- Sunrise Energy President David Hommrich is suing Pennsylvania electric utility PPL Corp in federal court alleging civil rights violations because the utility referred his interconnection request to the state utility commission for a decision on whether the solar installations qualify for net energy metering.
- A home solar system that generates electricity for the house clearly qualifies for NEM in Pennsylvania but the PUC is studying a proposal that would characterize a solar array in the middle of a field with no independent demand for electricity at the site as a merchant generator instead of a customer generator. That would make it ineligible for NEM.
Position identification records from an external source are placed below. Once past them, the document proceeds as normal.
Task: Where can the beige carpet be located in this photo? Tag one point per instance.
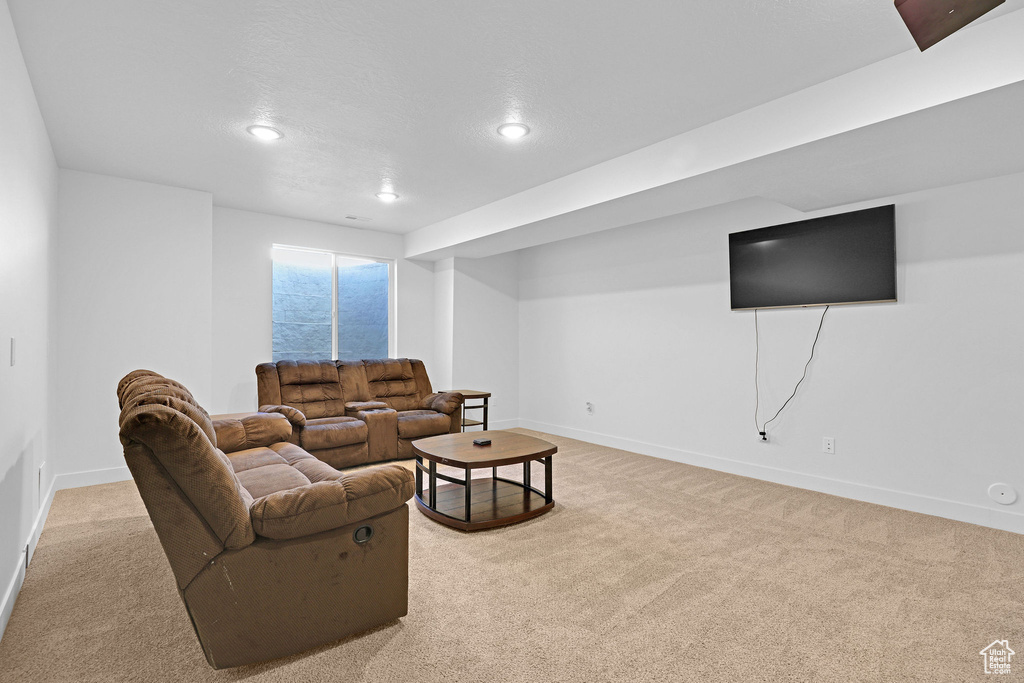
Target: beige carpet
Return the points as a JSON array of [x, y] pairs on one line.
[[645, 570]]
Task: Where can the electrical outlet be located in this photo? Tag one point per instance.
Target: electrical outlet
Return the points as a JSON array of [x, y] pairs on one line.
[[40, 481]]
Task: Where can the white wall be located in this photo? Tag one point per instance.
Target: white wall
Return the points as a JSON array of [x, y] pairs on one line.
[[440, 373], [243, 288], [28, 216], [485, 334], [924, 397], [133, 271]]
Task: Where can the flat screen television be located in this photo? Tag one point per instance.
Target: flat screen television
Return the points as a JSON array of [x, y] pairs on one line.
[[846, 258]]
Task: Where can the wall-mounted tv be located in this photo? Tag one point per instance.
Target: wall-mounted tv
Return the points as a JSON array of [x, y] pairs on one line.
[[846, 258]]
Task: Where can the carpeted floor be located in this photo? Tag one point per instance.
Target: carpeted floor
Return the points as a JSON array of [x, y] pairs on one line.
[[645, 570]]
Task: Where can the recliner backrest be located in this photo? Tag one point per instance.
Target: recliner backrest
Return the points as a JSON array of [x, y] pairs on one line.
[[311, 386], [196, 502], [401, 383]]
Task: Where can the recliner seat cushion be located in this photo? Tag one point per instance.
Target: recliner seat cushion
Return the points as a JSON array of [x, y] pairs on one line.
[[332, 432], [416, 424], [268, 479]]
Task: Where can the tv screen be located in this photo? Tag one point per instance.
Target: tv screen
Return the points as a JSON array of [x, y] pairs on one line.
[[846, 258]]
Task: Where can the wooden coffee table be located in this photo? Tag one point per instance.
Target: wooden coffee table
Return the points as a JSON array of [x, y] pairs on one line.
[[474, 504]]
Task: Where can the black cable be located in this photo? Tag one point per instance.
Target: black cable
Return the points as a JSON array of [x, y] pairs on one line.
[[764, 427], [757, 363]]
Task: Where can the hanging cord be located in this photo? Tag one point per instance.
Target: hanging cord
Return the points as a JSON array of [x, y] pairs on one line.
[[763, 429]]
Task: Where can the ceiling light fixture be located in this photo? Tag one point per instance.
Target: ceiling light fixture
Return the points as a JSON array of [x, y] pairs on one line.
[[265, 133], [513, 131]]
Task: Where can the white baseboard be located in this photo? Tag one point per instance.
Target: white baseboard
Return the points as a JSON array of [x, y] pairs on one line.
[[91, 477], [10, 594], [974, 514], [37, 526], [70, 480], [502, 424]]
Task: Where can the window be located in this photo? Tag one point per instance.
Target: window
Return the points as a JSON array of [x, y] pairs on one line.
[[330, 305]]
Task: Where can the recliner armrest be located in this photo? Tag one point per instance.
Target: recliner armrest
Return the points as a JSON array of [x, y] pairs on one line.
[[327, 505], [294, 415], [353, 407], [441, 402], [251, 431]]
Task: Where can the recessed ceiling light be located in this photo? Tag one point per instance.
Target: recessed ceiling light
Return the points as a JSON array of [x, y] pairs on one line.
[[265, 133], [513, 131]]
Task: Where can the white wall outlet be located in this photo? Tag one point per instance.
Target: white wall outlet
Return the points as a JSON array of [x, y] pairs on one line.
[[41, 481], [1003, 494]]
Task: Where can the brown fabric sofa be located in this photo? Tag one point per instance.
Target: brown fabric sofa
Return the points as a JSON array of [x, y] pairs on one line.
[[325, 400], [273, 551]]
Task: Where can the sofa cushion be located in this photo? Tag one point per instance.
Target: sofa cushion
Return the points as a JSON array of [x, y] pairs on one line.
[[252, 431], [271, 478], [392, 381], [415, 424], [311, 386], [202, 472], [332, 432], [312, 468], [328, 505], [250, 458]]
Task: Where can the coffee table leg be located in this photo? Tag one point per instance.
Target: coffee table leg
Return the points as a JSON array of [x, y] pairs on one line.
[[433, 485], [547, 479], [469, 487], [419, 477]]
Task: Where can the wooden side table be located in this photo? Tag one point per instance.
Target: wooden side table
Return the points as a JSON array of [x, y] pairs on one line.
[[472, 394]]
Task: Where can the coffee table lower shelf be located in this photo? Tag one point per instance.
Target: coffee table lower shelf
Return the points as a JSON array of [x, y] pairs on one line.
[[496, 502]]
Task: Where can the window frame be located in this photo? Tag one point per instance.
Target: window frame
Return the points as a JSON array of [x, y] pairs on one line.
[[391, 294]]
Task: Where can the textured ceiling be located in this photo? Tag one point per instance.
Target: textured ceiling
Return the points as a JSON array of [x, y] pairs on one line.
[[409, 93]]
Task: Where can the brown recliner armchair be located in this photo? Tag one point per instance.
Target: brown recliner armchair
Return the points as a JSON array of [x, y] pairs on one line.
[[391, 397], [273, 551], [403, 386]]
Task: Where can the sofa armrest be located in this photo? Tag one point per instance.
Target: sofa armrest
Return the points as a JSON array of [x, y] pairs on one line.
[[441, 402], [327, 505], [353, 407], [294, 415], [251, 431]]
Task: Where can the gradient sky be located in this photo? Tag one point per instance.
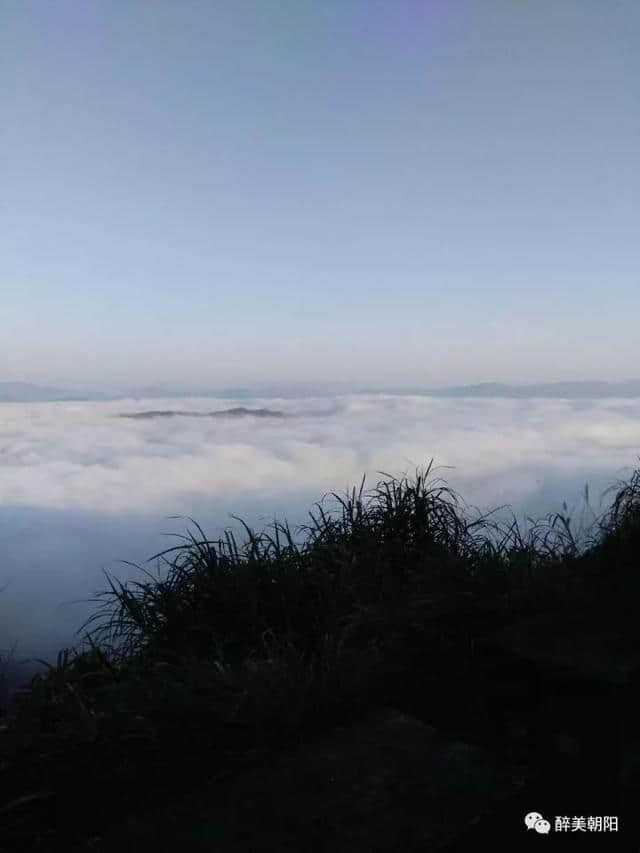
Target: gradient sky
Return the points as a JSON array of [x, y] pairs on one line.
[[377, 192]]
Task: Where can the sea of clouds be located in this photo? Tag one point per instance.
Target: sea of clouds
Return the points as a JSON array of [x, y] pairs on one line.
[[82, 488]]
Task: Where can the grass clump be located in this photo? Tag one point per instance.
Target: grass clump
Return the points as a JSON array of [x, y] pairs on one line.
[[233, 649]]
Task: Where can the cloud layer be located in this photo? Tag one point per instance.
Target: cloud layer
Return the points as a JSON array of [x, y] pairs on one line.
[[82, 487]]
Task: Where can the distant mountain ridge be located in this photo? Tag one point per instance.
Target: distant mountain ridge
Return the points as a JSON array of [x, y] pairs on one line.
[[238, 412]]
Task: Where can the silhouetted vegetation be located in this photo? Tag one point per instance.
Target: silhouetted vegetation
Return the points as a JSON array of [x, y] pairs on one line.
[[233, 649]]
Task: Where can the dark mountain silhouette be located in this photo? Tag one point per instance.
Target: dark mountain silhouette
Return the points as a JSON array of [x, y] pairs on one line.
[[239, 412]]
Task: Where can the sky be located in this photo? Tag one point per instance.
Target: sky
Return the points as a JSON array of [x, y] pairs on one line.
[[219, 193], [83, 489]]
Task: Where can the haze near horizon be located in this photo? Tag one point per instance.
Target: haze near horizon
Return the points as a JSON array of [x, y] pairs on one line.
[[225, 194]]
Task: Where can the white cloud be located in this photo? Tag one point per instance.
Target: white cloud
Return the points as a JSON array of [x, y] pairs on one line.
[[77, 480]]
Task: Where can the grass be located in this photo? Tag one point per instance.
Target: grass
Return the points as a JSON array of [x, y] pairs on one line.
[[232, 650]]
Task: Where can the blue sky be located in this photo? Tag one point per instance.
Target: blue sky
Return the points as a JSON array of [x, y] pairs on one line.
[[372, 192]]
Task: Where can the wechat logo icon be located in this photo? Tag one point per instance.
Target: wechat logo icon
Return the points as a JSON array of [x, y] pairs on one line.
[[535, 821]]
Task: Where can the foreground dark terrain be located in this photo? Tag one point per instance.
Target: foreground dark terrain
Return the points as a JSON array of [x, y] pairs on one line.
[[445, 672]]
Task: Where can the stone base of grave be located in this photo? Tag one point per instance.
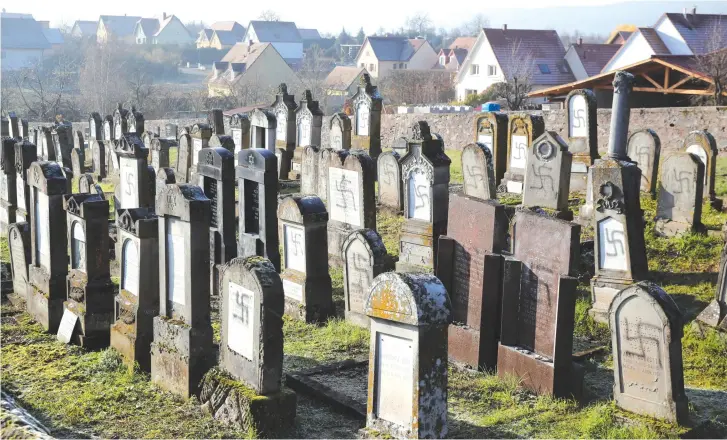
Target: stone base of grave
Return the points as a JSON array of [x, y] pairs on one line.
[[180, 356], [233, 403], [542, 377]]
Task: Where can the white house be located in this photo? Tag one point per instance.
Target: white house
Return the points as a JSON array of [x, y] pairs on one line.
[[499, 54]]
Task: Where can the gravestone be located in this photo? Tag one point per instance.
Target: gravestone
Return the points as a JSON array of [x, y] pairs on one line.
[[618, 219], [364, 256], [582, 135], [645, 149], [391, 191], [646, 335], [240, 132], [328, 158], [701, 143], [679, 199], [216, 171], [49, 265], [367, 105], [491, 131], [262, 129], [478, 171], [547, 178], [306, 282], [25, 155], [310, 160], [137, 302], [90, 291], [522, 130], [19, 244], [339, 134], [133, 189], [257, 181], [425, 179], [351, 201], [182, 350], [538, 306], [407, 387], [160, 152]]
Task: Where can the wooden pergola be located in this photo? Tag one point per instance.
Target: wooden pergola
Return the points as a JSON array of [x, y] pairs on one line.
[[671, 74]]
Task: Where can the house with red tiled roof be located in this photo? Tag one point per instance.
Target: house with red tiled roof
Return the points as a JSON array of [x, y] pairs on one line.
[[499, 55]]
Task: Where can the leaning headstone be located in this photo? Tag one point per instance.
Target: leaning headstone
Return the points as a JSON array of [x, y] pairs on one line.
[[137, 302], [391, 191], [182, 350], [679, 198], [251, 351], [522, 130], [90, 291], [425, 178], [645, 149], [478, 171], [407, 386], [538, 306], [257, 179], [306, 281], [582, 135], [339, 134], [491, 131], [701, 143], [364, 256], [618, 219], [351, 200], [367, 105], [646, 335], [49, 266], [547, 178]]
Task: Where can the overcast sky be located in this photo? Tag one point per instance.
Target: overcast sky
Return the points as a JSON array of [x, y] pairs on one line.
[[327, 16]]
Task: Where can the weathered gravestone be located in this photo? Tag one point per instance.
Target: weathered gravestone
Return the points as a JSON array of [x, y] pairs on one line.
[[137, 302], [25, 155], [478, 171], [306, 281], [582, 135], [522, 130], [49, 266], [470, 266], [538, 306], [351, 200], [679, 198], [216, 171], [90, 291], [701, 143], [491, 131], [391, 190], [645, 149], [251, 351], [182, 350], [339, 134], [425, 178], [367, 105], [618, 219], [407, 389], [257, 179], [19, 244], [364, 256], [328, 158], [547, 178], [646, 335]]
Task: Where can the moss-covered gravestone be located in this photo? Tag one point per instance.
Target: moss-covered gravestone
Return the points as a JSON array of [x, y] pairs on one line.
[[247, 392], [407, 388]]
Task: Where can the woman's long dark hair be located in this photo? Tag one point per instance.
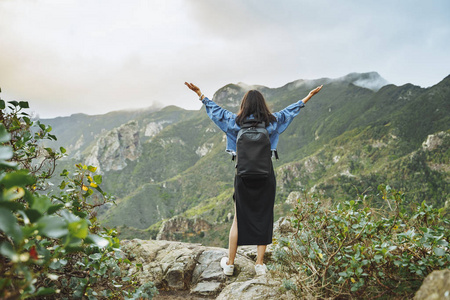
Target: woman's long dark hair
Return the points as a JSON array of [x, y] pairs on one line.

- Hommrich/Sunrise Energy has three 1.95 megawatt projects in PPL territory that would, if they qualify for NEM, earn the retail rate for kilowatt-hours delivered to the grid but the PUC decision on the NEM rules-change, delayed since February, have paralyzed the utility, according to PPL.
Legal authorities say Hommrich's federal lawsuit against PPL, because it would be heard in a federal court, could set a national precedent on the legality of the Pennsylvania PUC proposal.
A three megawatt solar project from Mid Atlantic Green Builder has also been put into limbo and PPL , which covers 29 counties in eastern and central Pennsylvania, expects more interconnection requests.
In May 2013, about 7,600 Pennsylvania customer-generators were net-metered, totaling 186 megawatts in capacity, less than half a percent of the state’s electricity.
A PA PUC spokesperson said the ruling will clarify existing practice rather re-interpret Pennsylvania’s 2004 NEM law but it is not clear how many NEM systems in PA will be affected.